Hindsight Jan. 1, 1986

  

Happy New Years!

It’s been three years exactly since I last said these words to Fran. The events of that day should have warned me what to expect for the upcoming year, and the relationship to come.

My relationship with Fran began a month and half earlier in late 1982 when I first started seeing her seriously.

I met her while working at the Clifton Fotomat on a Saturday and arranged to take a walk with her in a park early the next morning.

It started as a walk and ended up later in my bed with Pauly waiting elsewhere annoyed for me to drive him to practice with the band.

He lived in Towaco at the time.

That same day, Michael and his girlfriend, Linda, were having a poetry reading at a local club. Fran and I showed up late.

If I believe in omens, then I might have taken an event later in November when a neighbor pounded on my door while Fran and I were making love, yelling that someone had just hit my car.

It was a drunk without insurance, resulting in my car getting laid up in the shop for a few days.

Christmas came with great expectations for the new band Pauly was singing for, only to have the band peter out after only three performances, and I lost the $25 fee as sound man for the last performance.

Fran and I took a trip of Pennsylvania on Christmas Eve to see my ex-wife and kid, only to have Fran’s “Pal” Bill tag along with a fateful stop at Pauly’s place where he and Bill – two of a breed – tried to one-up each other with their conspiracy theories.

Pauly was supposed to have come with us to see my ex-wife in Pennsylvania but copped out last minute the way he had earlier when we had planned to go see Robin Williamson perform in New York and rather than waste the ticket we’d paid for, we took Garrick instead.

Bill, a diehard alcoholic, had worse gas mileage than my car, forcing us to stop to pick up enough six packs of beer to last him the trip west.

The heavy stuff didn’t happen until we got to my ex-wife’s place where Bill began his manipulations. Bill didn’t feel comfortable staying the night there, knowing I was in the next room screwing his ex-girlfriend, and so he arranged to spend the night screwing my ex-wife.

It left a lot of bad feelings, especially when Fran tried to protect Bill, trying to shift blame onto my ex-wife, whom I got protective of.

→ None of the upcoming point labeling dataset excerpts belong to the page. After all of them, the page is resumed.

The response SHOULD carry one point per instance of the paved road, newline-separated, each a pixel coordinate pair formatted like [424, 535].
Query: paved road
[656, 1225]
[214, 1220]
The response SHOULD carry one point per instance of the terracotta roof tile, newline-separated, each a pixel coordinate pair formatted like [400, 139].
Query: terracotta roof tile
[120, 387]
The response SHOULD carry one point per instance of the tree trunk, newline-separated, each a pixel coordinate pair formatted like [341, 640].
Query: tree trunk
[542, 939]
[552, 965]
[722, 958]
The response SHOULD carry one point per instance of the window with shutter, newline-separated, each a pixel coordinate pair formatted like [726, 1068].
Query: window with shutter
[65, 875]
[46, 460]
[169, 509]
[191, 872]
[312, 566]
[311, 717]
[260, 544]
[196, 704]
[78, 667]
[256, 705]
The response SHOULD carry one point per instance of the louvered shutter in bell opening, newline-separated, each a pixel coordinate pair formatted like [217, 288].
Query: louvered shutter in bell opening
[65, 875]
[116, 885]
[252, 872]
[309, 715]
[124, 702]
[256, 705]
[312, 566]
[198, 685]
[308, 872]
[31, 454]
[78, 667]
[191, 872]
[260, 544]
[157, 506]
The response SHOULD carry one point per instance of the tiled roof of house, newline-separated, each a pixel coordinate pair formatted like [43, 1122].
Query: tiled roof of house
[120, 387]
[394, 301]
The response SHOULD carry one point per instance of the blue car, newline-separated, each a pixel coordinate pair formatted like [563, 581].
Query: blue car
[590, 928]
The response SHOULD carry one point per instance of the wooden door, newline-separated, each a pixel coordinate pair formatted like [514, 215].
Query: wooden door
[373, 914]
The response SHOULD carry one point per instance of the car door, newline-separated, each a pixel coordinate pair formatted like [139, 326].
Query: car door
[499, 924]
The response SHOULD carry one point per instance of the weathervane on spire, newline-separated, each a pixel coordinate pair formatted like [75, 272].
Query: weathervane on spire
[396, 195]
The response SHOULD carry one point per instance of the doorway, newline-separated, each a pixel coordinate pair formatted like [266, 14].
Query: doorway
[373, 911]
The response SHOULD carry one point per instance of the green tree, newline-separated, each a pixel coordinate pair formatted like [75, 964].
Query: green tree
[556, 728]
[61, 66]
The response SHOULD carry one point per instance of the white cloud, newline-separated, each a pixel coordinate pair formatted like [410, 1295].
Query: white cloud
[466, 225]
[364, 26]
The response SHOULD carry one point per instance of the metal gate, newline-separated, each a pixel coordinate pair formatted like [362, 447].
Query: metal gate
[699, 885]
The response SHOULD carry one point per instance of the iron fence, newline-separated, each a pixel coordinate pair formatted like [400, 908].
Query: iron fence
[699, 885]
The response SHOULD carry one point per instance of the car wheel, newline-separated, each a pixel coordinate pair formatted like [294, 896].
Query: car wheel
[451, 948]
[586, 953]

This should have warned me of things to come.

A week later, on New Years Day 1983, Fran and I drove up to Oakland in her car for a walk in the woods, when a pick-up truck slammed into the back of us. The driver had been distracted by a jogger waving a night stick and didn’t even hit the brakes.

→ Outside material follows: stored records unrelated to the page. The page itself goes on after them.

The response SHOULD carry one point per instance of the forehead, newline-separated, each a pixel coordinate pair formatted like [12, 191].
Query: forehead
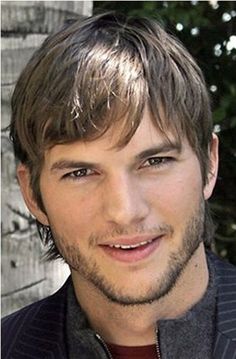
[147, 136]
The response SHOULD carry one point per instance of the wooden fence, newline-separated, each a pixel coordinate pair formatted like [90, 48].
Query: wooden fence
[25, 276]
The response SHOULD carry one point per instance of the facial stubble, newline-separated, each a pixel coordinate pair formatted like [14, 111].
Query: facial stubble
[89, 270]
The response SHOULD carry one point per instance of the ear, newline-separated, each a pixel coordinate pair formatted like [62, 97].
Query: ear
[213, 167]
[27, 192]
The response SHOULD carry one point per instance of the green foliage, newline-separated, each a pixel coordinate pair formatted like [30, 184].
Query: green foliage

We weren’t hurt. But the car was, front seat mangled, rear truck bashed in, the carburetor shattered so that the engine would not start.

After all the legalities, I called Pauly, hoping to catch Garrick there, and he was. They agreed to come pick us up. Fran was more concerned about having to tell her father. She didn’t want him to interfere. 

She hated him and had a blow out with him on the Thanksgiving before, the same day I drove her down to meet my family in Toms River.  She didn’t like my uncle’s wife but loved meeting my mother.

Now, we had this other disaster on New Year’s to report.

We left the car on the side of the road and went for a walk in the woods until Pauly and Garrick arrived. They met us up the road, Pauly making wisecracks, Garrick snapping back.

Looking back, I realize just how big a part Pauly would play later in the demise of my relationship with Fran. Hindsight as they say is 20 20, although I’m not sure if I would have done anything different over the last three years if I knew then what I know now.